Bitcoin price recovered some of its losses from Thursday, but still struggles to match the gains of gold or tech stocks amid low demand for leverage.
Bitcoin (BTC) has gained 17% from Friday’s low of $60,150, but derivatives metrics suggest caution as demand for upside price exposure near $70,000 remains limited. Traders fear that liquidations of $1.8 billion of leveraged bull futures contracts in five days indicate that major hedge funds or market makers may have exploded.
Unlike the market crash of October 10, 2025, which culminated in a record $4.65 billion liquidation of Bitcoin futures, the recent price weakness has been marked by three consecutive weeks of downward pressure. Bulls have been adding positions of $70,000 to $90,000 as aggregate futures open interest increased despite forced contract liquidations due to insufficient margins.

Aggregate Bitcoin futures open interest on major exchanges amounted to 527,850 BTC on Friday, virtually unchanged from the previous week. Although the face value of those contracts fell from $44.3 billion to $35.8 billion, the 20% change perfectly reflects the 21% drop in the price of Bitcoin over the seven-day period. The data indicates that the bulls have been adding positions despite the constant decline in prices.
To better understand whether whales and market makers have turned bullish, one should evaluate the BTC futures base rate, which measures the price difference relative to regular spot contracts. Under neutral circumstances, the premium should range between 5% and 10% annualized to compensate for the longer settlement period.

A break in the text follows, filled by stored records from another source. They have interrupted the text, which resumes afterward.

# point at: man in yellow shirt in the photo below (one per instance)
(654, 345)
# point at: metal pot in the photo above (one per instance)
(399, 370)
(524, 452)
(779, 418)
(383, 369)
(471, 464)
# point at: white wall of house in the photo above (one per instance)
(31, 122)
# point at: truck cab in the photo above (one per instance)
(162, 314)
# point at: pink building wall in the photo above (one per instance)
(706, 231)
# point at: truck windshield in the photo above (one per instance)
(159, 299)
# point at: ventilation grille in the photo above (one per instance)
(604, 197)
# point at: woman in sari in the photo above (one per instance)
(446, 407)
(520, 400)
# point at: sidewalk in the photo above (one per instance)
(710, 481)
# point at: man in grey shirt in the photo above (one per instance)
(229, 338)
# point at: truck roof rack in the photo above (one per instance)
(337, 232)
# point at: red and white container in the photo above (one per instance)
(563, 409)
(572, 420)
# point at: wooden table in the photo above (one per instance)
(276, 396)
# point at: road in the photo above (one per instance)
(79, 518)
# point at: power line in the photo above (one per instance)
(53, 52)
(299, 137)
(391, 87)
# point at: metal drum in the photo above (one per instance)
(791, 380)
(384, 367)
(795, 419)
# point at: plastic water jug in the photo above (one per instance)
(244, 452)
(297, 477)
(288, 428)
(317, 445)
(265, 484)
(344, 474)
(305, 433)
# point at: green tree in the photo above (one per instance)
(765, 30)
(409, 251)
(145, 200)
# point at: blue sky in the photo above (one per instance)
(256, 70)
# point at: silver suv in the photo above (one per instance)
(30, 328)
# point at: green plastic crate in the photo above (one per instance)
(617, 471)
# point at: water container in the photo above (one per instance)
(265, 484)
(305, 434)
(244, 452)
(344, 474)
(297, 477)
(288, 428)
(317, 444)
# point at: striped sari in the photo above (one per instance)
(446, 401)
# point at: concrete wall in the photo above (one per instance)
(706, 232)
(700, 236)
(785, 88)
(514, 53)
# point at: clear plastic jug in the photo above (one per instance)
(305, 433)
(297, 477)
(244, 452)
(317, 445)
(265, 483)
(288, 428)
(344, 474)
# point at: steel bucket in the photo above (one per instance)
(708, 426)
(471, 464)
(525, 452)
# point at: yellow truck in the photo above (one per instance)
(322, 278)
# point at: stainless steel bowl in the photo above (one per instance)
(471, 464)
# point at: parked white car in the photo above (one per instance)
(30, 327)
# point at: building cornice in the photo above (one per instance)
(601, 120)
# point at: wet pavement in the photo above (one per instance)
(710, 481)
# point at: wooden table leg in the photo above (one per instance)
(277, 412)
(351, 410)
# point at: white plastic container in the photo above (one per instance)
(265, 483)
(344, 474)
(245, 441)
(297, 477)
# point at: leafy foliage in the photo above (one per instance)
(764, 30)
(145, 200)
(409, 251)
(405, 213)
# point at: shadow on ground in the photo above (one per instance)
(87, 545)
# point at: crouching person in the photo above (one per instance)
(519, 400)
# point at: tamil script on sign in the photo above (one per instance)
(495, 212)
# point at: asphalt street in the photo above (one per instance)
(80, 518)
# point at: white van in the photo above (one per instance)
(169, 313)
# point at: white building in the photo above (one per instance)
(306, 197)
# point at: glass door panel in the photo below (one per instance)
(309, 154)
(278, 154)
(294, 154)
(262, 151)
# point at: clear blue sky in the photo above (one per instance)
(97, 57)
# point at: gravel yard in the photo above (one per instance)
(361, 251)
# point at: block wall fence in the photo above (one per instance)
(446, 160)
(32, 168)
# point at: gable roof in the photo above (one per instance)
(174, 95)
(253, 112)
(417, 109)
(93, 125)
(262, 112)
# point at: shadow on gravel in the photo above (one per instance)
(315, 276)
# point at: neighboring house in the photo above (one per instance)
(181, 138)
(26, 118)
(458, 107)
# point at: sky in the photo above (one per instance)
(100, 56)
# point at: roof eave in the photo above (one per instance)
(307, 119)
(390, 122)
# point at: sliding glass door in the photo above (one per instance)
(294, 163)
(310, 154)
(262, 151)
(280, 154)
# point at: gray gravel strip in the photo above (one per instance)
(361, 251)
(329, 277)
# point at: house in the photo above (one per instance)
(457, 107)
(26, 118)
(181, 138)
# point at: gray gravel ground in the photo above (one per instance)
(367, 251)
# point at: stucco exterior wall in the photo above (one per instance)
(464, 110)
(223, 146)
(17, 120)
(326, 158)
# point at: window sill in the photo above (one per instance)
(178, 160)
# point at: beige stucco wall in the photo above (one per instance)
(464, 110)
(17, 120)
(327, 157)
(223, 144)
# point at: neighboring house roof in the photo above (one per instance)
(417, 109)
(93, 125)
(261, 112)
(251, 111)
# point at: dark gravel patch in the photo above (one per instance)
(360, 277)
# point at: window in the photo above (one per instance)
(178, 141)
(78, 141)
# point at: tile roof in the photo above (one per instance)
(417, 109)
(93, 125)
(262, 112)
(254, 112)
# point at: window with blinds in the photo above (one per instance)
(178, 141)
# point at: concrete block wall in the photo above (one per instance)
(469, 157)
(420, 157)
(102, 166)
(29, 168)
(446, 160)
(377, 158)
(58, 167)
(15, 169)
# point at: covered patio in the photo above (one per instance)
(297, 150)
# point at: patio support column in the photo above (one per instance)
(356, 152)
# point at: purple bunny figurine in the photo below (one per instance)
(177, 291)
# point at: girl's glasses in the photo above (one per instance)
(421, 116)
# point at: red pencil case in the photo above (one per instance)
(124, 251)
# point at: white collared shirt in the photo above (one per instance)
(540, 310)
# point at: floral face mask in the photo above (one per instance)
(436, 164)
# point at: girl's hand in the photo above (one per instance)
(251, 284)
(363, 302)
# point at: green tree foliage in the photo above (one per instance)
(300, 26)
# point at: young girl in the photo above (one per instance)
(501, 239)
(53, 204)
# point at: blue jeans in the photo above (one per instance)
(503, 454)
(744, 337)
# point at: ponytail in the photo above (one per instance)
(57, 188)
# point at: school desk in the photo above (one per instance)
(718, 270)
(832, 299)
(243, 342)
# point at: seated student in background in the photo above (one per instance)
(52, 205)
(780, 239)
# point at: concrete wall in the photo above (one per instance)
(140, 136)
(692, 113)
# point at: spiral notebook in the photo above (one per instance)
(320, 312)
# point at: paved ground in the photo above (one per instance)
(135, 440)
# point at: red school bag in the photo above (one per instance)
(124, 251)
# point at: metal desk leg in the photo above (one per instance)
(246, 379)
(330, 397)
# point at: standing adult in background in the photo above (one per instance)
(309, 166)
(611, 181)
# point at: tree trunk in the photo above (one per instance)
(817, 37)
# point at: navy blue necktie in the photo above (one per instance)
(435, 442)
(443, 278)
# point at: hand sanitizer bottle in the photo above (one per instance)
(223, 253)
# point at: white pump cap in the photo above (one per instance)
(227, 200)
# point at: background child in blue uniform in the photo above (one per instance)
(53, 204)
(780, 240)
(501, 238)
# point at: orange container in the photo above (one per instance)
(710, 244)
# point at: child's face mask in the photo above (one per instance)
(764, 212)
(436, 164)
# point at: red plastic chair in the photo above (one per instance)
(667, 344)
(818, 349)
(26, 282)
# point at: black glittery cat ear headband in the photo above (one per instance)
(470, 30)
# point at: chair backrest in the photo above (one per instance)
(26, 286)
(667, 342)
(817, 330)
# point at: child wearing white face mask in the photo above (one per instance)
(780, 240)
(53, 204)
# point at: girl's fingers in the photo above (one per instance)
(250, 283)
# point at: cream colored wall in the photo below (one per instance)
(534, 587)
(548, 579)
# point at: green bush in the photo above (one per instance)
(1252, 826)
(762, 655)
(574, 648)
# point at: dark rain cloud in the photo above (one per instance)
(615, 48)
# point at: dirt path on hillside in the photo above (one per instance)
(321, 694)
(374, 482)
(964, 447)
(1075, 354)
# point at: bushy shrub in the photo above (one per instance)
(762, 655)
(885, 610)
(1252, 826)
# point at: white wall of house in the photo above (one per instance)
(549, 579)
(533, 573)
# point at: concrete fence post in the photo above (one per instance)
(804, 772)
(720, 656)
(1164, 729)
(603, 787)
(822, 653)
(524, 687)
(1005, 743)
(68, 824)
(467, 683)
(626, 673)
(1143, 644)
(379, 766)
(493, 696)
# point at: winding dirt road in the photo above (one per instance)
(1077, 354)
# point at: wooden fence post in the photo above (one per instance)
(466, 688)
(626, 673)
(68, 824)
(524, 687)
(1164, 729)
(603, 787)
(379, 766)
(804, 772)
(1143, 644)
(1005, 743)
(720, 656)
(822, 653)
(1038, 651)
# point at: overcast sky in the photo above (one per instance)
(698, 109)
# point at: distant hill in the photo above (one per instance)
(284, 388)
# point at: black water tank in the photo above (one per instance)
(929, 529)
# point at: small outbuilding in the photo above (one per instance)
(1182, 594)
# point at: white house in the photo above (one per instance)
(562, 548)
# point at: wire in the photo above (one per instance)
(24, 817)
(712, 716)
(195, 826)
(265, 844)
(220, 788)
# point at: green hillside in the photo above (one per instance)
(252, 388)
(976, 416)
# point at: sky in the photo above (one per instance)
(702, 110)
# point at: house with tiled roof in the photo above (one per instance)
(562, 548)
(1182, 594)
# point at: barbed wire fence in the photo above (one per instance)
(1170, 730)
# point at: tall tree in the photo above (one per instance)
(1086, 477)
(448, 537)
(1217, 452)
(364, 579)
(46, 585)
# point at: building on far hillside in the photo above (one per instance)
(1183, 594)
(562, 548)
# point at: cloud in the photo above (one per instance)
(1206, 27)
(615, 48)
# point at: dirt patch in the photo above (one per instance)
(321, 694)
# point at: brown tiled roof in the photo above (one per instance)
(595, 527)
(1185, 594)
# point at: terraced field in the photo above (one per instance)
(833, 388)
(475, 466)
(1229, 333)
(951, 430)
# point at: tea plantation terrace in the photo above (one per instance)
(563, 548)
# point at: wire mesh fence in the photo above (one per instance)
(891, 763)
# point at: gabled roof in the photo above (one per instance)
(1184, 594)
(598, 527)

The BTC futures base rate fell to 2% on Friday, the lowest level in over a year. The lack of demand for bullish leverage is somewhat expected, but it will take longer for bulls than users to regain confidence even when the price of Bitcoin surpasses $70,000, especially considering that BTC is still 44% below its all-time high.
Bitcoin Derivatives Metrics Indicate Extreme Fear
Traders’ lack of conviction in Bitcoin is also evident in the BTC options markets. Excessive demand for put options is a strong downtrend indicator, pushing the bias metric above 6%. Conversely, when fear of missing out arises, traders will pay a premium for call options, causing the bias metric to turn negative.

The BTC options bias metric reached 20% on Friday, a level that rarely persists and typically represents panic in the market. For comparison, the bias indicator stood at 11% on November 21, 2025, following a 28% price correction to $80,620 from the high of $111,177 reached 20 days earlier. Since there is no specific catalyst for the current recession, fear and uncertainty have naturally intensified.
Related: What really weighs on Bitcoin? Samson Mow analyzes it
Traders are likely to continue speculating that a major market maker, exchange or hedge fund has gone bankrupt, and this sentiment erodes conviction and implies a high probability of further price declines. Consequently, the odds of sustained bullish momentum remain low, while BTC derivatives metrics continue to indicate extreme fear.